Nella vita di ognuno c’è un momento particolarmente difficile da affrontare, delicato e rischioso, denso di tensioni e di paure. Il momento in cui si diventa adulti.

Diventare adulti significa assumersi la responsabilità della libertà, imparare a convivere con le contraddizioni del nostro essere nel mondo e accettare la mancanza di risposte ai nostri quesiti e ai nostri bisogni. Tutte cose che possono spaventare a morte.

Io credo che il bisogno di ancorarsi a un’ideologia o alla religione, o peggio ancora a una religione che si fa ideologia, si collochi in questo punto. Transitare dalla dipendenza dagli altri, propria dell’infanzia e dell’adolescenza, alla dipendenza da un’idea, da una visione rigida del mondo, può costituire una grande fonte di rassicurazione.

Oggi assistiamo al fenomeno di giovani che, cresciuti in una società aperta, in un clima spesso multietnico e multiculturale, s’imbarcano in avventure rischiose, paradossali o addirittura folli. Scelgono di andare a morire e uccidere per un’idea, per edificare un mondo in cui ognuno abbia un ruolo prestabilito, statico e indiscutibile. Sono pazzi? No, sono terrorizzati dalla libertà.

La libertà ci costringe a scontrarci con le nostre mancanze, con i limiti e le insicurezze, a fare i conti con la frustrazione. Ci espone a un sentimento tanto censurato quanto ineliminabile, l’invidia.

A coloro che sentono di non poter competere in una società dove tutto è provvisorio e ricontrattabile, dove ogni individuo conta per quello che fa, piuttosto che per quello che è, d’un tratto viene offerta la possibilità di diventare qualcuno, con un’identità ben precisa e una missione da compiere, di essere accolto come membro di un esercito globale che imporrà un nuovo ordine, con regole chiare e ferree, poche e indiscutibili verità.

Finalmente una risposta ad ogni domanda, il riconoscimento del gruppo, l’autostima che nasce dal sentimento di appartenenza. Non è stato così anche per i giovani nazisti, per le SS, per le guardie rosse di Mao, per i militanti bolscevichi, per le camicie nere di Mussolini, per i Khmer Rossi? La potenza distruttiva, la violenza iconoclasta di costoro è stata forse inferiore a quella delle forze islamiste?

La democrazia non è un’idea universale e neppure un bisogno primario.

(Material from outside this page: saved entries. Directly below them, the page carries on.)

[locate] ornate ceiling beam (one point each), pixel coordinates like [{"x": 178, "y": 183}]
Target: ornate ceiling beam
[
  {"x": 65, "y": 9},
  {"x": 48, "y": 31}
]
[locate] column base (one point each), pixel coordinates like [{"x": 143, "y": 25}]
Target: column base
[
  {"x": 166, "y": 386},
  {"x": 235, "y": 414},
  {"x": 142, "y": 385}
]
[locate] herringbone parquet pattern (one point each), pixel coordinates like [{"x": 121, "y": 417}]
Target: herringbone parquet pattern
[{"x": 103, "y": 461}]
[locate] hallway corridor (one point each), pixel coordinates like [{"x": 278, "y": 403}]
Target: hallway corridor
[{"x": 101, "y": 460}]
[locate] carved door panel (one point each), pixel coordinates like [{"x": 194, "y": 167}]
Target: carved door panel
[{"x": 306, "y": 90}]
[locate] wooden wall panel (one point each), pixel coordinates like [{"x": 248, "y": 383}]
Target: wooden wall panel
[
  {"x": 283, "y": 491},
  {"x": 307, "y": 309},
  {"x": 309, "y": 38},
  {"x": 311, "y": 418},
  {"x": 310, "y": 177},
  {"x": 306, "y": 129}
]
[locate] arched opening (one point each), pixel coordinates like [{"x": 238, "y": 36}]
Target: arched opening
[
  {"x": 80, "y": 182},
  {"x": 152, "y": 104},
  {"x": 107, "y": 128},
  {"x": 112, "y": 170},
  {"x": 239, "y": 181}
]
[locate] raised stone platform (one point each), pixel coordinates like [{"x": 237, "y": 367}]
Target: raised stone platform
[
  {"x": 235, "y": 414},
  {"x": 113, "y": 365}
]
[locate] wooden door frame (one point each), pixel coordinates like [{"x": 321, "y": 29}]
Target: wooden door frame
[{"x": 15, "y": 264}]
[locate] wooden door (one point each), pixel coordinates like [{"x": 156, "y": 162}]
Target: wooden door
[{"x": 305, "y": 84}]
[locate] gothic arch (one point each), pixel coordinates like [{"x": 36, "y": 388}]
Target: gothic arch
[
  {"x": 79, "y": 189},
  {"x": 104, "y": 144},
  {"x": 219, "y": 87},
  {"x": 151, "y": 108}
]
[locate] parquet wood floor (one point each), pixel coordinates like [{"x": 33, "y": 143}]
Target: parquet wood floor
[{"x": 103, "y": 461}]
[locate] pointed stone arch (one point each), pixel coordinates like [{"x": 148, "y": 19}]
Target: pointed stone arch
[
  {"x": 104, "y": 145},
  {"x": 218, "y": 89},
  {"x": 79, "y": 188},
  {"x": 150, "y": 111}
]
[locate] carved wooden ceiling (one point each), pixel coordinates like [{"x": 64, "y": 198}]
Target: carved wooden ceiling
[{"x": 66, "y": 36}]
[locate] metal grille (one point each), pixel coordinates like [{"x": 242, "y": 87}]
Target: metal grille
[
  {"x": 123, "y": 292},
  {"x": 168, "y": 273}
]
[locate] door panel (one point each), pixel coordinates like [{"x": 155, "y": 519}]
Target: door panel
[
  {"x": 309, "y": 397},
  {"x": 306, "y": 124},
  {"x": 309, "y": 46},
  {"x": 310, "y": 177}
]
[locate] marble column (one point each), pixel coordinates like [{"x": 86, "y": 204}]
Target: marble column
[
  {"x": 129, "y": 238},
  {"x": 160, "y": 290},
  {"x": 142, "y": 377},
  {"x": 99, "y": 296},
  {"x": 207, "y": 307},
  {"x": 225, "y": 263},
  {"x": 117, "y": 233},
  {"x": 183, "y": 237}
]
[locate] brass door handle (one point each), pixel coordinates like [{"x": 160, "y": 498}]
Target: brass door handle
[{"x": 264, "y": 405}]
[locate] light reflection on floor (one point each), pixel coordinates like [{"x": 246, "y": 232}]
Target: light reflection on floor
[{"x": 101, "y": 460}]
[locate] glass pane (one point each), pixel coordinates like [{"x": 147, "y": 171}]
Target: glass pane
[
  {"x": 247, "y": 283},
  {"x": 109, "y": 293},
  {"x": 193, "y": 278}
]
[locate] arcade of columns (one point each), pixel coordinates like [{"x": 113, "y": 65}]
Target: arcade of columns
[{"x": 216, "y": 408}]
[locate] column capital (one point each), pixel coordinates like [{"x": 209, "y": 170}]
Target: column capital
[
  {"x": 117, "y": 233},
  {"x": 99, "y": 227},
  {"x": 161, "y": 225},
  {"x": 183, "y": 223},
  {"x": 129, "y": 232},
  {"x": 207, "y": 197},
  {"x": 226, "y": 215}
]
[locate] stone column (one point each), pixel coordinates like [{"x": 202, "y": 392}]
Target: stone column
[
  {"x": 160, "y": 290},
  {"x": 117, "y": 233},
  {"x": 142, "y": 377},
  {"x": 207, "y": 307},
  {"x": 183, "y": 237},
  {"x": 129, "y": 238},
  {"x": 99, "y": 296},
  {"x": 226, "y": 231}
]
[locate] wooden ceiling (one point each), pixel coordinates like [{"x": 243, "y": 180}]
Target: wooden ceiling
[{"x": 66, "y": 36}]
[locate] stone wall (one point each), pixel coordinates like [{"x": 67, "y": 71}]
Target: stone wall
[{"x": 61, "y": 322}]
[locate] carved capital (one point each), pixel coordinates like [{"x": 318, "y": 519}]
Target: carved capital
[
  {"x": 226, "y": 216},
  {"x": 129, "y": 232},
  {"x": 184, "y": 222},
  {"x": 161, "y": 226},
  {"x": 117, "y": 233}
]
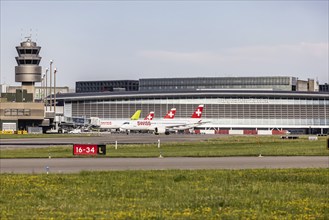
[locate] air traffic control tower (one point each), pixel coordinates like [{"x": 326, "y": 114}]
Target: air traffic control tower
[{"x": 28, "y": 70}]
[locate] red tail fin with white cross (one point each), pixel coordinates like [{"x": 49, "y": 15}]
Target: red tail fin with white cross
[
  {"x": 198, "y": 112},
  {"x": 150, "y": 116},
  {"x": 170, "y": 114}
]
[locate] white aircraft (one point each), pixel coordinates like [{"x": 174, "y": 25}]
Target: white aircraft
[
  {"x": 150, "y": 116},
  {"x": 165, "y": 125},
  {"x": 112, "y": 123}
]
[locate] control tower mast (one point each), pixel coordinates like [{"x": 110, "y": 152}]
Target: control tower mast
[{"x": 28, "y": 70}]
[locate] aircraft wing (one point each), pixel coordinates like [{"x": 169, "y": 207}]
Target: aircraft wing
[{"x": 184, "y": 126}]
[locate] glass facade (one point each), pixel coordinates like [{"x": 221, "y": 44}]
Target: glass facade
[{"x": 289, "y": 109}]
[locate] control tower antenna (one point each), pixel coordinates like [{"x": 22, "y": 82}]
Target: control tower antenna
[{"x": 28, "y": 70}]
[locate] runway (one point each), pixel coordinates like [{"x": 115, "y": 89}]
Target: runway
[
  {"x": 103, "y": 139},
  {"x": 74, "y": 165}
]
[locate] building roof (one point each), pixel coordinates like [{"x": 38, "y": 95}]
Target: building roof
[{"x": 191, "y": 93}]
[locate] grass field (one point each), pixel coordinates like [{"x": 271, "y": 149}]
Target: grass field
[
  {"x": 175, "y": 194},
  {"x": 224, "y": 146}
]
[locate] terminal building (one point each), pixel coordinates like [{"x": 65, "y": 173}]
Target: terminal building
[{"x": 231, "y": 103}]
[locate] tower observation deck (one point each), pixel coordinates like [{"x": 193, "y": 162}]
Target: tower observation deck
[{"x": 28, "y": 70}]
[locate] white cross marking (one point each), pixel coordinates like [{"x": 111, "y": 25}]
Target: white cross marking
[{"x": 198, "y": 112}]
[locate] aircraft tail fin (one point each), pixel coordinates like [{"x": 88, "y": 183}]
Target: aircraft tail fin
[
  {"x": 150, "y": 116},
  {"x": 136, "y": 115},
  {"x": 198, "y": 112},
  {"x": 170, "y": 114}
]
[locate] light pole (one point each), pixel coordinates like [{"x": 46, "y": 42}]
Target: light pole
[
  {"x": 42, "y": 87},
  {"x": 46, "y": 90},
  {"x": 51, "y": 101},
  {"x": 55, "y": 71}
]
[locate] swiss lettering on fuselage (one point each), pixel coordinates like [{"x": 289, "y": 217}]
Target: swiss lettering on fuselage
[{"x": 143, "y": 123}]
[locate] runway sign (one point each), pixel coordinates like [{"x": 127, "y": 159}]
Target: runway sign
[{"x": 89, "y": 149}]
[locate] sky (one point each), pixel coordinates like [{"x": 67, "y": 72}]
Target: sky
[{"x": 119, "y": 40}]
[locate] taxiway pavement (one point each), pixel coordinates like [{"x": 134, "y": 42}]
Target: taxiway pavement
[{"x": 74, "y": 165}]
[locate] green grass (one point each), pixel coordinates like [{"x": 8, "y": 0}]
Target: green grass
[
  {"x": 170, "y": 194},
  {"x": 225, "y": 146}
]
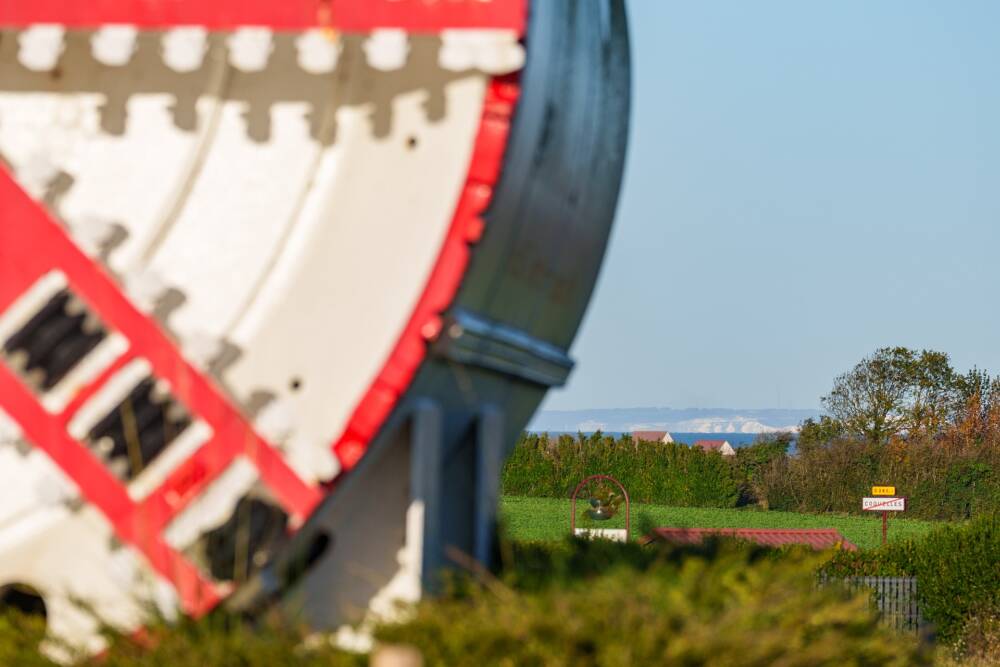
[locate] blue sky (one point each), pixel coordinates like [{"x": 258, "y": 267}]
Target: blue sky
[{"x": 806, "y": 182}]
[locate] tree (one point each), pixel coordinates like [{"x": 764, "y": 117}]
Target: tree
[{"x": 895, "y": 391}]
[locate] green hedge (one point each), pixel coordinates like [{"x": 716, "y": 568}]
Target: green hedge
[
  {"x": 957, "y": 570},
  {"x": 666, "y": 474}
]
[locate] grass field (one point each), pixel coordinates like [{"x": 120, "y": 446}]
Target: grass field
[{"x": 548, "y": 519}]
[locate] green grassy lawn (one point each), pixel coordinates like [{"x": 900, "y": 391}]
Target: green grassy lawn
[{"x": 548, "y": 519}]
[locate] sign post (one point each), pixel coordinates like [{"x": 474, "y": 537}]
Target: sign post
[{"x": 885, "y": 501}]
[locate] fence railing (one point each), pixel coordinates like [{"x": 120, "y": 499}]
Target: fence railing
[{"x": 895, "y": 597}]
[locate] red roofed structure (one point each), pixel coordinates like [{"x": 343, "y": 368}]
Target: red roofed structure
[
  {"x": 652, "y": 436},
  {"x": 819, "y": 539},
  {"x": 721, "y": 446}
]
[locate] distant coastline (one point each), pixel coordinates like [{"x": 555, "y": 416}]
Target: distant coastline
[{"x": 702, "y": 421}]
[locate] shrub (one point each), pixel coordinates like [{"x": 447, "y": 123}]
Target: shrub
[
  {"x": 734, "y": 607},
  {"x": 957, "y": 570},
  {"x": 669, "y": 474}
]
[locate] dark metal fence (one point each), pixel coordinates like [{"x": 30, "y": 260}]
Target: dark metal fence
[{"x": 895, "y": 597}]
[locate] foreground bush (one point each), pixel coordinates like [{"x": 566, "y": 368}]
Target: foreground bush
[
  {"x": 734, "y": 607},
  {"x": 957, "y": 570},
  {"x": 666, "y": 474}
]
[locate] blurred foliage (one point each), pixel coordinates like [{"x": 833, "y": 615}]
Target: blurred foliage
[{"x": 957, "y": 570}]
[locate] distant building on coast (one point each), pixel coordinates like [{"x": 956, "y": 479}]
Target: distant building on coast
[
  {"x": 721, "y": 446},
  {"x": 652, "y": 436}
]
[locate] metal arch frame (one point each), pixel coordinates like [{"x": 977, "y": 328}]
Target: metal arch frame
[{"x": 628, "y": 503}]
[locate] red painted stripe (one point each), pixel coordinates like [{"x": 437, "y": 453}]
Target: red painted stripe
[
  {"x": 424, "y": 323},
  {"x": 87, "y": 392},
  {"x": 26, "y": 227},
  {"x": 342, "y": 15}
]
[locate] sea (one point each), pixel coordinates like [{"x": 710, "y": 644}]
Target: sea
[{"x": 737, "y": 440}]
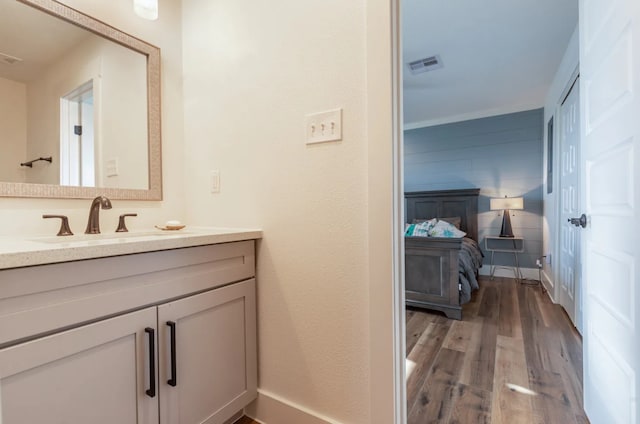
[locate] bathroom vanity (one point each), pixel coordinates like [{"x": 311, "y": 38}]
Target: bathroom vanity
[{"x": 136, "y": 328}]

Lo sono diventati culturalmente per una parte del mondo. Ma la democrazia avrà sempre i suoi nemici, esterni e interni, perché genera ansia e bisogno di rassicurazione.

Oggi si parla tanto di crisi dell’Occidente che avrebbe perso identità, valori e punti di riferimento. Io credo invece che pur con tutte le sue contraddizioni, con le sue miserie e le sue ingiustizie, il mondo occidentale e la cultura che esprime, reggano piuttosto bene, abbiano in sé gli anticorpi per esorcizzare i propri mostri.

È piuttosto il mondo islamico ad essere percorso da una terribile crisi identitaria, ad avere smarrito la propria anima.

Che fare? Forse, l’unica strada è quella di offrire tutto il supporto possibile, morale e materiale, a quei musulmani che rifiutano di arrendersi al terrore e all’omologazione, di pensare che la loro sia un’anima morta.

La grande manifestazione di Tunisi contro il terrorismo dimostra che questa strada è percorribile.